The first stage uses a Monotonic Generalized Additive Model (GAM) to capture the relationship between data density and model accuracy.

  • Input: Density features (sparsity, sufficiency)
  • Model: Monotonic GAM with shape constraints
  • Output: Baseline accuracy prediction

Stage 2: Spatial Residuals (SVM)

The second stage uses a Support Vector Machine (SVM) to capture spatial patterns in the residuals from Stage 1.

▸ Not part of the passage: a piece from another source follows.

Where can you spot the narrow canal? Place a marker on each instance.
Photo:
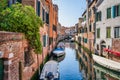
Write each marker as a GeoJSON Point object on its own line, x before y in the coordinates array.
{"type": "Point", "coordinates": [75, 65]}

  • Input: Spatial coordinates (longitude, latitude)
  • Model: SVM with RBF kernel
  • Output: Spatial adjustment to accuracy

Experiment Modes

Single Sufficiency Mode

Use full dataset as one sample size level:

EXPERIMENT_MODE = 'single'

# Sample to 100k if dataset is larger
n_suff = min(100000, len(df))
df = df.sample(n=n_suff, random_state=42).copy()
df['sufficiency'] = 100000

Use when: Quick analysis, production models with fixed training size.

Multi Sufficiency Mode

Study how accuracy changes with data volume:

EXPERIMENT_MODE = 'multi'
SUFFICIENCY_LEVELS = [5000, 20000, 100000]

df_list = []
for suff in SUFFICIENCY_LEVELS:
    df_sampled = df.sample(n=suff, random_state=42).copy()
    df_sampled['sufficiency'] = suff
    df_list.append(df_sampled)
df = pd.concat(df_list, ignore_index=True)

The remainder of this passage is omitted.